İnsanlar, insanlık tarihine  bir iyilik yapıp,  yaptıklarını aynada  görme cesareti bulsalardı  bir ‘ keşke’ daha eklenmezdi hayatımıza. Minik bedenlere silah doğrultmak, işkence etmek yerine  onların masum yüzünde   hayat bulma  sevdasına kapılırlardı.  Öldürmenin, kin gütmenin, yok etmenin  insanın zavallı vicdanına  su serpmeyeceğini  anlarlardı.

     Düşünün ki tüm çocuklar aynı sevecenlikle  karışıyor hayatımıza, yalansız ve günahsız doğuyorlar. Bizden öğreniyorlar ikiyüzlülüğü, yalanı ve günahı . Bazıları   bizden öğrendikleriyle   insanlığa  kötü ders verecek kadar ileri gidebiliyor,  iktidar yani egemen olma hırsı bazılarını çabuk büyütüyor ne yazık ki..

    Vatanıma yararlı ama insanlığa zararlı  bir şey bilseydim bir cinayet gözüyle bakardım ona, diyor Montesquieu.   Herkes böyle düşünmüş olsaydı bugün,  çeşitli haklardan mahrum bırakılmış, ya da yaşamını yitirmiş   - veya katledilmiş-  çocuklardan bahsetme gereği duymazdık.   Bu dünyada özellikle  hırsın mücadelesini veren ve kendini tatmin etmek için her yola baş vuran insanların bu söze uygun davranmadığını görünce  üzüntüm kat be kat artıyor.

   Bu söz  tam da  20 Kasım yani  Dünya  Çocuk Hakları  Günü için biçilmiş kaftan sanki, bilgenin ön görüsüyle sunulmuş insanlığa.  İnsanlığa zararlı tabiri,  güç gösterisi, hırs ve  tatminsizlikle eş değerdir bence. İşte bu iktidar kavgası, bir çocuğun yaşam hakkını elinden alacak kadar pervasızlaşabiliyor, çirkinleşebiliyor.  Çoğu zaman  onların eğitim, sağlık, barınma gibi temel haklardaki  aksamalar, hukuksuzluklar insanın zoruna giderken onların yaşam hakkına kastetmek kabullenilebilir bir davranış değildir,  bunun  açıklaması olamaz da. Çocuk ya bir savaş ortasında, ya açlığın kol gezdiği bir bölgede, ya  oyuncak sandığı bir mermiyle oynarken hayatını kaybediyor.

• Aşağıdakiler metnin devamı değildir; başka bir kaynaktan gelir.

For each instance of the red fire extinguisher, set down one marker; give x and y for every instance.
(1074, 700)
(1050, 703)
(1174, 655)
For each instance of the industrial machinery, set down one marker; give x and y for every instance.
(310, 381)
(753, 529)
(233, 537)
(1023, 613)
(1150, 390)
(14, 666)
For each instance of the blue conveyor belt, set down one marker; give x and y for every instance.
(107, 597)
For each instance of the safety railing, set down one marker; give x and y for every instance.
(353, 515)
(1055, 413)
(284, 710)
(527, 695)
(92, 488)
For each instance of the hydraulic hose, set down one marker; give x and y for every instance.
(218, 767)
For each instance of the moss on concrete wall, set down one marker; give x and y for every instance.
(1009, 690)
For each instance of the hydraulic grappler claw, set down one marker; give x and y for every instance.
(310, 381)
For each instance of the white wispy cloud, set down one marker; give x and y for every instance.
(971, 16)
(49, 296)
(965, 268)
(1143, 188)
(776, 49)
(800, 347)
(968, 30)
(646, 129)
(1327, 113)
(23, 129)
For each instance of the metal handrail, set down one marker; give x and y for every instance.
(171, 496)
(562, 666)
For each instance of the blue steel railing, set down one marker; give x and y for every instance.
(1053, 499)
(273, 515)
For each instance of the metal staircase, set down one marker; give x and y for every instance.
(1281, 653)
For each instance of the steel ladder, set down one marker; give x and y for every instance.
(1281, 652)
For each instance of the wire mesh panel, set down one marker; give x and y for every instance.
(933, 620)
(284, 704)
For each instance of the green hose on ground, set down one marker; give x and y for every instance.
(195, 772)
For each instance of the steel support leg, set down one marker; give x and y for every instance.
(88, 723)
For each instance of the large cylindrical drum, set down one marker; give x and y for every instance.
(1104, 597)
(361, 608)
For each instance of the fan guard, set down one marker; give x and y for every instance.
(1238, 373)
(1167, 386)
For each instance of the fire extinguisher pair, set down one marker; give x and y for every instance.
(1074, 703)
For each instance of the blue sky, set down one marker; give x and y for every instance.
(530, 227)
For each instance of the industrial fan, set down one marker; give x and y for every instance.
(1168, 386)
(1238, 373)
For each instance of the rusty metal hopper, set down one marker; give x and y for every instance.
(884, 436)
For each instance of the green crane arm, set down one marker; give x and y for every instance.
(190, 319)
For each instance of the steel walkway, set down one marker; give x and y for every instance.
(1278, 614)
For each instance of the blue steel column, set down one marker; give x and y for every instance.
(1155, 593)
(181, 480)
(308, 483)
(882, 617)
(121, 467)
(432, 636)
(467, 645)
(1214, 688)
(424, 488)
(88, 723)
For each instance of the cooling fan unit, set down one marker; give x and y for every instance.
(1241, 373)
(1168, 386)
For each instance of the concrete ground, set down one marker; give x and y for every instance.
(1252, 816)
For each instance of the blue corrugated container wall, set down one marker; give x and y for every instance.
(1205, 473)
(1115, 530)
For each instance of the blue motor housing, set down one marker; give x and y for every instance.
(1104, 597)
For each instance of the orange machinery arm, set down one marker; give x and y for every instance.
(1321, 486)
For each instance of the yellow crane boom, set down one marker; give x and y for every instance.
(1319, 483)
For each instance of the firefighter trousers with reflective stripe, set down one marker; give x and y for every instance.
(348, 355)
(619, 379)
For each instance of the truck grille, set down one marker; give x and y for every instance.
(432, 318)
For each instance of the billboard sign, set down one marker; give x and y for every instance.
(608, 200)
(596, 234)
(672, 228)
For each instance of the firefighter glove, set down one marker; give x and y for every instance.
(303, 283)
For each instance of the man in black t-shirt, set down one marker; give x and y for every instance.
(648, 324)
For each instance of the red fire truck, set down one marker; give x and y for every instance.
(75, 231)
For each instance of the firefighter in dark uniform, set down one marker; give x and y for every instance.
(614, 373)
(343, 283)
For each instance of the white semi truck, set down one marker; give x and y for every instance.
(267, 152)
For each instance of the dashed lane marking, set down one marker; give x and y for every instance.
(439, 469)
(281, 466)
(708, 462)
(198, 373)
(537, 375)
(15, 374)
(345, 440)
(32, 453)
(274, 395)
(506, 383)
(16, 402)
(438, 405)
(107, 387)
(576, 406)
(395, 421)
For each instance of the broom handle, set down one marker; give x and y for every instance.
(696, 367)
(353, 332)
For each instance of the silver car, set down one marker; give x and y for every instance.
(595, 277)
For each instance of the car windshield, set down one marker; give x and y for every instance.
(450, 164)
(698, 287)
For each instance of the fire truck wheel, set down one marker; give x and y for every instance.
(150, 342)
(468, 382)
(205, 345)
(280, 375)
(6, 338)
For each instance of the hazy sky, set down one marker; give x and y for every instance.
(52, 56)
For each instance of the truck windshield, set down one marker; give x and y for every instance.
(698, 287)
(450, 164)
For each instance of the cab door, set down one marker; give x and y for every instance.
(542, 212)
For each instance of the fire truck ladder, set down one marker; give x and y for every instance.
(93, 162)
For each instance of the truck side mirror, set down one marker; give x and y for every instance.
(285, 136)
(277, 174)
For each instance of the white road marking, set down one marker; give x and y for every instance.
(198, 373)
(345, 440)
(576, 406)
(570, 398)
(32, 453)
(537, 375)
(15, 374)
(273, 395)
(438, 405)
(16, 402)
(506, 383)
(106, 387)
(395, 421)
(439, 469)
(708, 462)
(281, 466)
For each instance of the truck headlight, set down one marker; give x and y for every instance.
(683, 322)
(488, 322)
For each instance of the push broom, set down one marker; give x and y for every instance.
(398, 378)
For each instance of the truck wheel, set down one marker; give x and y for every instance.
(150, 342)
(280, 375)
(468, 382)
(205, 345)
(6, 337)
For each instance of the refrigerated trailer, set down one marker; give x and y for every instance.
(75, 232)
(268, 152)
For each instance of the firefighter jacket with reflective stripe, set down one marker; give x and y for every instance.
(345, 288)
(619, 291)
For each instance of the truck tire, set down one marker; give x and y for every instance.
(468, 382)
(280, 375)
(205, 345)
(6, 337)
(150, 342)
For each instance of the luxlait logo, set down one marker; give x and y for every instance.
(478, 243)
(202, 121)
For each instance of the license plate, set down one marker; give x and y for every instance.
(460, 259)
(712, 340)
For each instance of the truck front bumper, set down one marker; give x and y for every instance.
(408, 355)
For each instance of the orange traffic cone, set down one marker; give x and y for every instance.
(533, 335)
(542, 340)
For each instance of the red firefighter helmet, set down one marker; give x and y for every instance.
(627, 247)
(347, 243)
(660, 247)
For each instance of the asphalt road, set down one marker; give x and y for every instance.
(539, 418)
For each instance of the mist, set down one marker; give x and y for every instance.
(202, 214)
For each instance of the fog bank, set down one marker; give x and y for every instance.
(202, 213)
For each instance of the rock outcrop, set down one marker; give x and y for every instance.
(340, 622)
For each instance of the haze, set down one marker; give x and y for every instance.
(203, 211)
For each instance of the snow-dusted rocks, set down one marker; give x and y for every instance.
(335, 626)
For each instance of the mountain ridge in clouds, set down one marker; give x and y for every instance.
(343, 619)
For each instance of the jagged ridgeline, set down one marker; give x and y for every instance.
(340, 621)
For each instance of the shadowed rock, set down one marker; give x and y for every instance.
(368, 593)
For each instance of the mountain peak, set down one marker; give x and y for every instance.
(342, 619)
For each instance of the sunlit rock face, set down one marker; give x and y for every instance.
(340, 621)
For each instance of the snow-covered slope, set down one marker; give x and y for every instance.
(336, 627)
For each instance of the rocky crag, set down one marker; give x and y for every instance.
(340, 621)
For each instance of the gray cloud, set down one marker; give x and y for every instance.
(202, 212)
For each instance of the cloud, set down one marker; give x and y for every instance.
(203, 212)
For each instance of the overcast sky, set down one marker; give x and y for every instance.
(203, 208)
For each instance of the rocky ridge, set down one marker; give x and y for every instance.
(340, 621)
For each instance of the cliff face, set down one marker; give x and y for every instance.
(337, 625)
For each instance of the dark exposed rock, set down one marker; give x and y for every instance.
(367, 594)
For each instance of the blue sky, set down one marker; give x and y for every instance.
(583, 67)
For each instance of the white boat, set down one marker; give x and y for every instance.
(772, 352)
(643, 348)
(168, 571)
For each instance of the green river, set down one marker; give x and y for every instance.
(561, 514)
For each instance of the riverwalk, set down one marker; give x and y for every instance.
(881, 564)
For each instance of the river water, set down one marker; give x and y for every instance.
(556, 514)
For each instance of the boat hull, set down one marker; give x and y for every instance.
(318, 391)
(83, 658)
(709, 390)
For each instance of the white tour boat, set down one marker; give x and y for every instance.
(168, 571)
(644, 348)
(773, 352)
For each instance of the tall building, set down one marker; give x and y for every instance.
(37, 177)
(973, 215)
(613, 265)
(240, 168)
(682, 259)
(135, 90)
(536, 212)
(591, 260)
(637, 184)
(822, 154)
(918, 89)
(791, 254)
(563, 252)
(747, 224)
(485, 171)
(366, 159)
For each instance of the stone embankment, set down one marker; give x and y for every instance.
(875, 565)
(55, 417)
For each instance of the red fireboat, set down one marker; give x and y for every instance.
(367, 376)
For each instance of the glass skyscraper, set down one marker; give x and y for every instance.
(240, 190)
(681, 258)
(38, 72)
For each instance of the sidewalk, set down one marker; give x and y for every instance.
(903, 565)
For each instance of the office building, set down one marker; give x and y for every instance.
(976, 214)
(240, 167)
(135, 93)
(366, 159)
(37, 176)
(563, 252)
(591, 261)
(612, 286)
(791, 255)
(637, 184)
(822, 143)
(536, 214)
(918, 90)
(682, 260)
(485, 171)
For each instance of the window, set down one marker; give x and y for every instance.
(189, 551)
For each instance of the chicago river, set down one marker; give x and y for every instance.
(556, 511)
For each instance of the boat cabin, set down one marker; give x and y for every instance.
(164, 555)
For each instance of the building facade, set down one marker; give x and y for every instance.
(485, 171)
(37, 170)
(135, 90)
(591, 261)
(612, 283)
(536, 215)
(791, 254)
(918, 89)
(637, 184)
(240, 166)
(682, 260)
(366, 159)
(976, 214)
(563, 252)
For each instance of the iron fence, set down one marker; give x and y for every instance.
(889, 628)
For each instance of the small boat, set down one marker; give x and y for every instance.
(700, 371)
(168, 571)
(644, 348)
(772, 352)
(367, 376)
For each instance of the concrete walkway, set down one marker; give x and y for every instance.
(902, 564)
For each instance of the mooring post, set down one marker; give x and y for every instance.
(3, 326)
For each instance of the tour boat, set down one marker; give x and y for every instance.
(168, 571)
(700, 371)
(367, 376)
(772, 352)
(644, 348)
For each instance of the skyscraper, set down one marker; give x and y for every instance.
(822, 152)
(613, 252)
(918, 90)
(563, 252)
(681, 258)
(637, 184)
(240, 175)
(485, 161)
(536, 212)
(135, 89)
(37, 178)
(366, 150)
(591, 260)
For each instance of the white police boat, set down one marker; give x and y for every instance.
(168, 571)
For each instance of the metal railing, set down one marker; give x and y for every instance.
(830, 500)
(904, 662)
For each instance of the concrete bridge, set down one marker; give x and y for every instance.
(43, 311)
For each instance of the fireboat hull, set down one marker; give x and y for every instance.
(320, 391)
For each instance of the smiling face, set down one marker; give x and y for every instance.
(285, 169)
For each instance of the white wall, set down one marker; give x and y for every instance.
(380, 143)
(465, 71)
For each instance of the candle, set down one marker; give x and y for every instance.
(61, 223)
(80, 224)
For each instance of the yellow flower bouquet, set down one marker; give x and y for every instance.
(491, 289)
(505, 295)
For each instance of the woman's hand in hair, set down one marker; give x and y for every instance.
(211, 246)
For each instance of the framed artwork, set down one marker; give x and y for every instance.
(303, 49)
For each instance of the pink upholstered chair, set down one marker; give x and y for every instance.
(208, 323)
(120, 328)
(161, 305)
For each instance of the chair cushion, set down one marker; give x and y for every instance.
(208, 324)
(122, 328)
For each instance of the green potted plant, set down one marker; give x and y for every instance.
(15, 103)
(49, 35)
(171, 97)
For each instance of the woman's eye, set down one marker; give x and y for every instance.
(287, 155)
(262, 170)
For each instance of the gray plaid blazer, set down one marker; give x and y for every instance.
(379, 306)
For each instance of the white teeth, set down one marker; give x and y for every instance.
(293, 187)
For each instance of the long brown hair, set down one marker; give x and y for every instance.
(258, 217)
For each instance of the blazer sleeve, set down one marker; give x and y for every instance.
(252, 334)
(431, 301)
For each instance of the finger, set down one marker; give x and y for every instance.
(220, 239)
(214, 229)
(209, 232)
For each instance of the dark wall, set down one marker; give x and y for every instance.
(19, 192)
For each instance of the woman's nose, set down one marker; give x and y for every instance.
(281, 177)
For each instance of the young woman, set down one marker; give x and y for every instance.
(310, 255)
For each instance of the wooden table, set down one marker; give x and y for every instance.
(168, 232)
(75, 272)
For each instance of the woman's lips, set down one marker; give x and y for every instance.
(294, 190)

      Bu  gök yüzünün maviliği altında  tüm çocuklar  aynı saflıkta insanlığa  gülümserlerken, aynı güneşe   ‘günaydın’  derken, maalesef ekonomik yetersizlikler, savaş rantı ve hatta doğduğu coğrafya  bile  bazı  çocukları diğerlerinden ya da yaşıtlarından talihsiz kılabiliyor.    Bazıları da  dünyaya egemen olma sevdasına yakalanıyor, sevgisizlik ve adam yerine konulmama duygusu  onları  insanlığın başına bela  yapabiliyor. Ki tarihte bunun örneklerine rastlamak mümkün, yani  bir zamanların masumu  şartlar değişince  katil olabiliyor.

    Neden mi?      

    Bir gün  çocuklar bir kapıyı  çalar  bir şeker  için, çünkü o an ki mutluluğun adı şekerdir,   sonra  gazeteler, televizyonlar aracılığıyla  akıbeti sorgulanır, ve bir de öğrenirsiniz ki  caninin biri tarafından kaçırılıp öldürülmüşler.

   Deprem olur Yunus ya da  Yunusların endişeli  ve aman dileyen bakışları  içinizi yakar, bir iyi dilek ve dualarınızdan başka verecek bir şeyiniz yoktur o an, her dakika umuda dair   beklentiniz olur ve acı haberler bir anlık umudunuzu kara kışa çevirir.   Sadece bizler değil, Yunusların, Ceylanların   ve daha nicelerinin bakışları  o katilleri iyi tanır.

   Savaş olur, her savaşta adı sanı ne olursa olsun,  hedef haline getirilir  çocuklar.   Savaşların nedeni olmadıkları halde neden savaş sonuçlarından en çok onlar etkilenir?

     Nedeni çok basit, çünkü güç sahibinin savaşta kendini tatmin edici bir sonuç alması gerekiyor; ne kadar ölüm, zulüm, tahribat varsa   zalim   o kadar  başarılıdır. Savaş patronlarının gözüne  ancak bu şekilde girebilir, yani bir akbaba gibidir, tüm gayreti hedef gözettiği  leşi elde etmektir.  Amacına ulaşıncaya kadar  savaşır, çünkü o zavallıları mutlu edecek başka bir şey yoktur.    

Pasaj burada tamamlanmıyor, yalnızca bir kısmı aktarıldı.